The economists looked at per-capita income data from metropolitan areas that were home to striking (or locked out) sports teams. They found that even when ticket sales stopped, average income in a city didn't change. At all. "Work stoppages in baseball and football have never had significant impacts on local economies," they wrote. As icing on the cake, they looked at NBA cities that had lost their teams and found the same thing: bupkis. "The departure of a franchise in any sport, particularly in basketball, has never significantly lowered real per capita personal income in a metropolitan area,” Humphreys and Coates wrote.
Still, some critics objected. Humphreys and Coates, they noted, had looked for changes in year-long income data as a result of strikes that in some cases lasted only a couple of weeks—the equivalent of trying to hear a whisper at a My Bloody Valentine show.

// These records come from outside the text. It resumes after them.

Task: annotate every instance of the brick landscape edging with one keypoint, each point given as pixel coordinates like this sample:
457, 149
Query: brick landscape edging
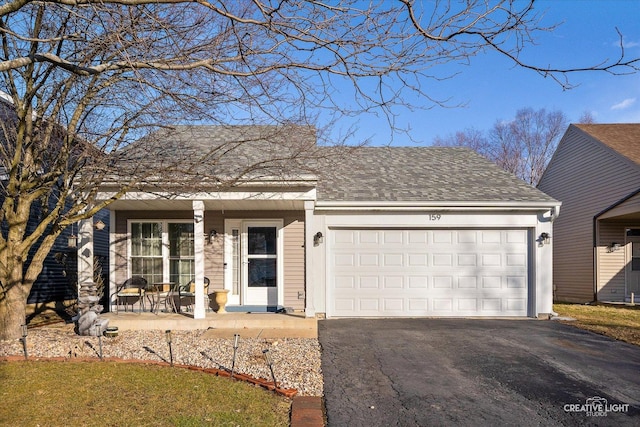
286, 392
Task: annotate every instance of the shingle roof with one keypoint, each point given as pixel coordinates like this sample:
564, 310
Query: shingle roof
423, 174
345, 174
621, 137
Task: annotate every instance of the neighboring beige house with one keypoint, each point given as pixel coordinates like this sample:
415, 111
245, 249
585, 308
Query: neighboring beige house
380, 232
595, 172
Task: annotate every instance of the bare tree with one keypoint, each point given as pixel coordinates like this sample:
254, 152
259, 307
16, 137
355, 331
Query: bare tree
522, 146
83, 79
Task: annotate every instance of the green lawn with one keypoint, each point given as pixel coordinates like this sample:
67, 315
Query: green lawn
116, 394
619, 322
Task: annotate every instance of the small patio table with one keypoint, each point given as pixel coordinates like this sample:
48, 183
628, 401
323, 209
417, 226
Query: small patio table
159, 292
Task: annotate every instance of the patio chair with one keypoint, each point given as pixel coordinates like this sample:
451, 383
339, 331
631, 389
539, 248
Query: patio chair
130, 292
187, 294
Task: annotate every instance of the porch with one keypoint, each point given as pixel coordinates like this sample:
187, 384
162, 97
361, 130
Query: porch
248, 325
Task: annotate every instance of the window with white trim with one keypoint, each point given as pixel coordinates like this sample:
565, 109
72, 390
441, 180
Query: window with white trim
162, 251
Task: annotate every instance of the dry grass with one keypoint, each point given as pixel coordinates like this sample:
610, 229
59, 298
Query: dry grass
115, 394
619, 322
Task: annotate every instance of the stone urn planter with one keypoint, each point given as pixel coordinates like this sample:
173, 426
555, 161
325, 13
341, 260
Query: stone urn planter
220, 297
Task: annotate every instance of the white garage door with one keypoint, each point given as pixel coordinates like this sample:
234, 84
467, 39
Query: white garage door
428, 273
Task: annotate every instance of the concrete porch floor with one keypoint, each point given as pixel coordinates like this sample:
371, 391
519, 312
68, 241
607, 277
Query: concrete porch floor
255, 325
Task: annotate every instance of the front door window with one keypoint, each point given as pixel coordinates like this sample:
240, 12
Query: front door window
253, 262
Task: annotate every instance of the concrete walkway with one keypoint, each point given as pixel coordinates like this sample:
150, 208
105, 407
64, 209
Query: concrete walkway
306, 411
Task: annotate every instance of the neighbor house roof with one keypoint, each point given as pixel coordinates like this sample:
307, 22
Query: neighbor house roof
621, 137
423, 174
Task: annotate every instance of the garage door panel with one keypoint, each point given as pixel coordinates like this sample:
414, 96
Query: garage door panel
428, 273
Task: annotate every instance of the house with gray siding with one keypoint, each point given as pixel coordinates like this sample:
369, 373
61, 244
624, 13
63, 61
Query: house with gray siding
375, 232
595, 172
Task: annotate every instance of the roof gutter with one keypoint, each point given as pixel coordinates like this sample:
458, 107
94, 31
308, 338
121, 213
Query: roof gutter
439, 206
595, 238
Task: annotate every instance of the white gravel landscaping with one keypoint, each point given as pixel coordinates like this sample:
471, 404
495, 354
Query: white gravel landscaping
295, 361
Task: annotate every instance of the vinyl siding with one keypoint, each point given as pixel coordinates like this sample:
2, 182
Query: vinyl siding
293, 257
587, 177
611, 274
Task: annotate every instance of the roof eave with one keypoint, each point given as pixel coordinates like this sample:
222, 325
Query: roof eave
439, 206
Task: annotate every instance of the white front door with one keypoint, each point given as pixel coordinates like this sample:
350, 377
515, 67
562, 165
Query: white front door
253, 270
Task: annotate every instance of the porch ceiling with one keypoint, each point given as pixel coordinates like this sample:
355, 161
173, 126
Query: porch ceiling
209, 205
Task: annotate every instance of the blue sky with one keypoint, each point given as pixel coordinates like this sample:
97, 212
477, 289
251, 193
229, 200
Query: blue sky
493, 89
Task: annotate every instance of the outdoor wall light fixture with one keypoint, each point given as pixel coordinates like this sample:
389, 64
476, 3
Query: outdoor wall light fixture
545, 239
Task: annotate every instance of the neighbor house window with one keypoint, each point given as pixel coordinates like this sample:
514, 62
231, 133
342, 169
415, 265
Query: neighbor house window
162, 251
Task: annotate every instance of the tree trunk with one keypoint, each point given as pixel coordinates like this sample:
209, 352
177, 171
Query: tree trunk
13, 304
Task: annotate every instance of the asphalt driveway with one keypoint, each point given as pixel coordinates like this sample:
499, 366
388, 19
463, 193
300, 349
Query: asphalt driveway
422, 372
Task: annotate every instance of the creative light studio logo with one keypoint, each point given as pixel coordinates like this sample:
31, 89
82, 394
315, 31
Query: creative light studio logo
596, 407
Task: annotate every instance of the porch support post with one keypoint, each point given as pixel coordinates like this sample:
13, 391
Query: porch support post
85, 252
310, 285
199, 311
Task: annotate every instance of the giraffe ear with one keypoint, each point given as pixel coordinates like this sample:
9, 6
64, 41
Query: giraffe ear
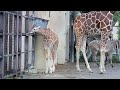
33, 26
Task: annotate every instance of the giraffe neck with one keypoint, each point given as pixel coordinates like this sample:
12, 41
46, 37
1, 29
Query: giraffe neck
43, 32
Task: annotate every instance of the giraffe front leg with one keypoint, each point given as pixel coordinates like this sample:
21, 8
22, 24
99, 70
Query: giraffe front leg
102, 62
50, 61
77, 58
46, 61
110, 58
83, 49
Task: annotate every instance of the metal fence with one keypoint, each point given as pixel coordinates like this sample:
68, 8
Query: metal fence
11, 42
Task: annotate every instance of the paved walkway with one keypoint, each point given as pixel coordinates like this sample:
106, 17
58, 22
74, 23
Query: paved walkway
68, 71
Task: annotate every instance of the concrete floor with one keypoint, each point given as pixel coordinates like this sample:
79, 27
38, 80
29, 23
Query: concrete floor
68, 71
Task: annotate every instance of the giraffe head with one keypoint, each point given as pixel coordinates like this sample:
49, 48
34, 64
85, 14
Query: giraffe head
35, 29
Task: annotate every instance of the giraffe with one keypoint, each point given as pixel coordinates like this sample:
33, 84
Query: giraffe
91, 24
94, 47
51, 42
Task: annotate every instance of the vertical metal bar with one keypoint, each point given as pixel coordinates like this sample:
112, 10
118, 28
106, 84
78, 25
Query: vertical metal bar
3, 43
8, 45
12, 40
20, 42
17, 44
26, 40
33, 48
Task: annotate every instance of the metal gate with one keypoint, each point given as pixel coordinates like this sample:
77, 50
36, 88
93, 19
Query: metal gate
11, 42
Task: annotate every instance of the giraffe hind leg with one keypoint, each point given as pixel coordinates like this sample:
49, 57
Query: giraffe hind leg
83, 49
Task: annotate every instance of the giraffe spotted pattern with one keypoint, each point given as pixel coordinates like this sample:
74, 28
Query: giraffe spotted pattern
51, 42
91, 24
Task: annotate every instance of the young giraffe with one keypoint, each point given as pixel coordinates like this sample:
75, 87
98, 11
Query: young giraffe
92, 23
50, 46
94, 47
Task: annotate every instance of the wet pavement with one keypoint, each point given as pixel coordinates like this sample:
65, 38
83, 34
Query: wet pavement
68, 71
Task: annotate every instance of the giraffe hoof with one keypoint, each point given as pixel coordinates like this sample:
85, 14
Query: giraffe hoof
46, 72
90, 71
101, 73
78, 69
112, 65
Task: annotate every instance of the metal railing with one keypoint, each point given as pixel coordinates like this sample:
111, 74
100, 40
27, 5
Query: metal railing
11, 42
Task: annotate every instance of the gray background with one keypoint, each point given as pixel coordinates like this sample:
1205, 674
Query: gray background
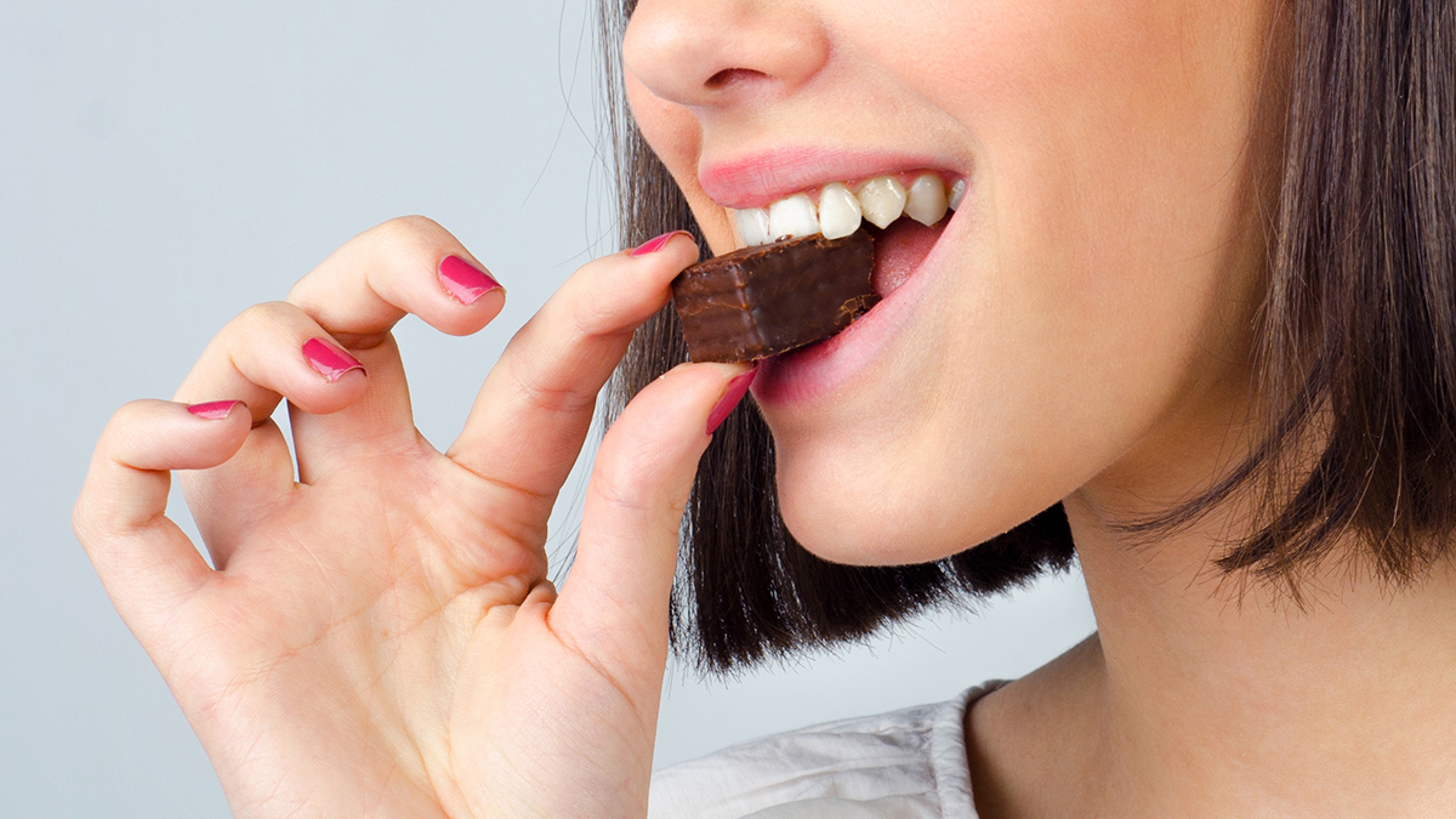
166, 164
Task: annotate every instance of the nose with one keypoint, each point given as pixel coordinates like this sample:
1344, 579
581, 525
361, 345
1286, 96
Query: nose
704, 53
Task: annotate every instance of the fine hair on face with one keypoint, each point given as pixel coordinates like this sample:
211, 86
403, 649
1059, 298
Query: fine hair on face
1355, 356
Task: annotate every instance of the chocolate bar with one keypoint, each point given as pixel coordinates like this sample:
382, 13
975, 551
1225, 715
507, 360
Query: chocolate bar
765, 301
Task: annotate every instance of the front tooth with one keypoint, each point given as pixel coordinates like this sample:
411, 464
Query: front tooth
957, 195
792, 218
927, 202
883, 200
839, 212
753, 226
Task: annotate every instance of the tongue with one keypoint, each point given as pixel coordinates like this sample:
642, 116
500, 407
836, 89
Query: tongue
901, 250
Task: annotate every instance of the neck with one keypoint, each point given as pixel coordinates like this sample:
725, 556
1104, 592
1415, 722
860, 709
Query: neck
1200, 698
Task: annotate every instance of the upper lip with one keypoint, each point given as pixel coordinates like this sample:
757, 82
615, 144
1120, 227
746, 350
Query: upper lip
755, 180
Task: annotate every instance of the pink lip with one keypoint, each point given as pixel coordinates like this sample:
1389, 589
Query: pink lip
755, 180
820, 369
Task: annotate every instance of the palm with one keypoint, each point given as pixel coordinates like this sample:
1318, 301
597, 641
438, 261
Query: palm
381, 639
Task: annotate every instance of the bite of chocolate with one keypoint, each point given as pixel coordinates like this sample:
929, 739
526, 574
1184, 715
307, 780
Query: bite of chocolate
764, 301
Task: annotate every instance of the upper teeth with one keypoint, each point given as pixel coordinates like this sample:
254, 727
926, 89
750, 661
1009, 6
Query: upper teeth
880, 200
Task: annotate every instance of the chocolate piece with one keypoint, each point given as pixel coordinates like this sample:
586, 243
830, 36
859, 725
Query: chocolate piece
765, 301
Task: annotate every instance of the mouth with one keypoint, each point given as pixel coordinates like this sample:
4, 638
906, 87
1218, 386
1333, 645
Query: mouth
908, 213
903, 212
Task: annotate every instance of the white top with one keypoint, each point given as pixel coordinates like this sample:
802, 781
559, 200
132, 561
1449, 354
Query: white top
906, 764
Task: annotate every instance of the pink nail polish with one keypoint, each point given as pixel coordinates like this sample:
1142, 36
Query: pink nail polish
213, 410
464, 280
329, 361
731, 397
654, 245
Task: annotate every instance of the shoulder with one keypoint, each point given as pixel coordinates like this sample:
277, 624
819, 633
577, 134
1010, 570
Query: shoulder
905, 764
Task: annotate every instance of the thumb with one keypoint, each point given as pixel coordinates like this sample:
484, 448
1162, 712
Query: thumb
615, 604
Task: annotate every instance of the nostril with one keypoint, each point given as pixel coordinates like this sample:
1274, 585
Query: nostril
733, 76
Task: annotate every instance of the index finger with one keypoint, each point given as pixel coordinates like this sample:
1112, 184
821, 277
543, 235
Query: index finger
535, 409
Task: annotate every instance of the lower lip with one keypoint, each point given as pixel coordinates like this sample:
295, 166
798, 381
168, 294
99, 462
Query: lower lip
820, 369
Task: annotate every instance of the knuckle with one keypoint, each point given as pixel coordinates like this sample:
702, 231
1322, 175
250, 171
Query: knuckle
410, 234
546, 399
264, 315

So, five years later, Robert Baade, Robert Baumann, and Victor Matheson tried a different tack. That trio of economists zeroed in on the state of Florida, looking at how sales tax receipts changed during every MLB, NFL, NBA, and NHL labor stoppage since 1982. Baade, a Lake Forest College professor who's spent the better part of three decades studying the impact of pro sports teams, explains that they picked Florida because it reports sales tax data on a monthly basis. "You're really looking for a needle in a haystack," he says of trying to divine economic effects on a whole city from a single sports team's absence. "But if you're looking at something like tax revenues, you're reducing the size of the haystack."
The new study delivered the same results as the earlier one: When leagues shut down, sales tax receipts keep chugging along. In Miami, the disappearance of the Heat during the 1998-99 NBA lockout showed an extremely weak 0.00987 correlation with sales tax figures; the 2004-05 lockout of the Florida Panthers has an even slighter effect, at 0.00739. And almost as often, the direction of the signs ran the opposite way: The 1994-95 NHL lockout had a negative correlation of 0.00353 with sales taxes—if anything, people in Miami appeared to be spending more as a result of the Panthers being on the shelf.
"If professional sports have a positive impact on a region’s economy, then one should expect a consistent pattern of increasing taxable sales following franchise expansions and the construction of new stadiums and a pattern of decreasing taxable sales ratios during periods of labor disruptions," the three economists reasoned. Instead, "no statistically significant effect on taxable sales is found from the sudden absence of professional sports due to strikes and lockouts."
It may seem counterintuitive—how can the shuttering of a major business not affect the local economy? But economists have an explanation, or rather two.
The first is a well-established phenomenon called the substitution effect. When people choose to spend money on one entertainment activity, that's also a decision not to spend that money elsewhere. Every basketball ticket you buy is a movie ticket not purchased, or a fancy dinner not eaten. If the NBA season doesn't start on time, Charlotte and Indianapolis and Portland will find something else to spend money on: college basketball, movies, restaurants.